Le verdict est tombé le 17 juillet dans l’affaire Athanor. Au terme de trois mois et demi d’audience, la cour d’assises spécialement composée de Paris a condamné Daniel Beaulieu, ancien cadre des Renseignements généraux considéré comme l’un des principaux organisateurs de l’officine criminelle, à trente ans de réclusion. Frédéric Vaglio, présenté comme celui qui recherchait les « contrats », a été condamné à vingt-cinq ans, tandis que Sébastien Leroy, principal exécutant du réseau, a écopé de vingt-sept ans. Sur les vingt-deux accusés, cinq ont été acquittés.
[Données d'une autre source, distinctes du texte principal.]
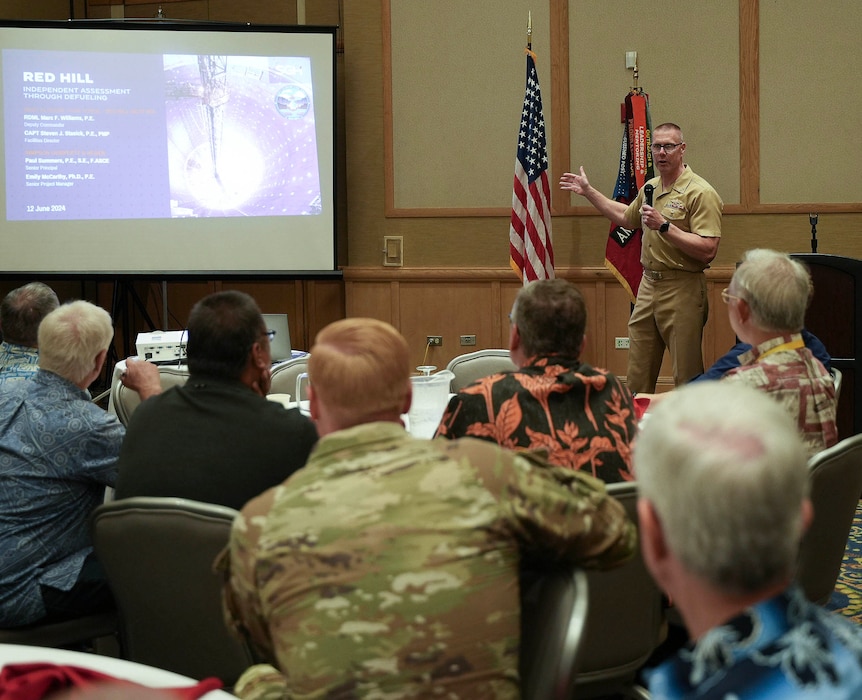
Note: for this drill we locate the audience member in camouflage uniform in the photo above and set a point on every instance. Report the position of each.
(581, 417)
(388, 566)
Les faits examinés par la cour comprenaient un assassinat, deux tentatives d’assassinat, des passages à tabac, des incendies, des vols et différents projets de violences commandités. Le réseau, formé autour de membres de la loge maçonnique Athanor, réunissait notamment d’anciens policiers, des agents ou militaires liés aux services de renseignement, des professionnels de la sécurité et des chefs d’entreprise. Ses dirigeants entretenaient auprès de certains exécutants l’idée qu’ils agissaient dans le cadre de missions secrètes bénéficiant d’une protection de l’État.
La cour a considéré Daniel Beaulieu comme la « cheville ouvrière » sans laquelle le système n’aurait pas pu fonctionner. Son passé de policier a été retenu comme une circonstance particulièrement lourde : c’est notamment grâce à son expérience du renseignement, à ses relations et à sa maîtrise des techniques de manipulation qu’il avait pu donner une apparence officielle aux opérations criminelles proposées.
Comme Religactu l’avait exposé en mai dans son article « Assassinats commandités, francs-maçons, réseaux antisectes et services de renseignement », Daniel Beaulieu n’était cependant pas un ancien policier ordinaire. Dans les années 1990 et 2000, cet inspecteur divisionnaire de la Direction centrale des Renseignements généraux avait été chargé du groupe interne « Cultes et sectes », rattaché à la Sous-direction de la recherche.
Cette cellule surveillait de nombreux mouvements religieux ou spirituels minoritaires, parmi lesquels la Scientology, les Témoins de Jéhovah, la Soka Gakkai, Sukyo Mahikari, les Brahma Kumaris, certains groupes évangéliques, bouddhistes ou adventistes, ainsi que l’Église de Jésus-Christ des Saints des Derniers Jours. Elle produisait des notes confidentielles qui circulaient dans les ministères, les cabinets politiques et jusqu’à l’Élysée.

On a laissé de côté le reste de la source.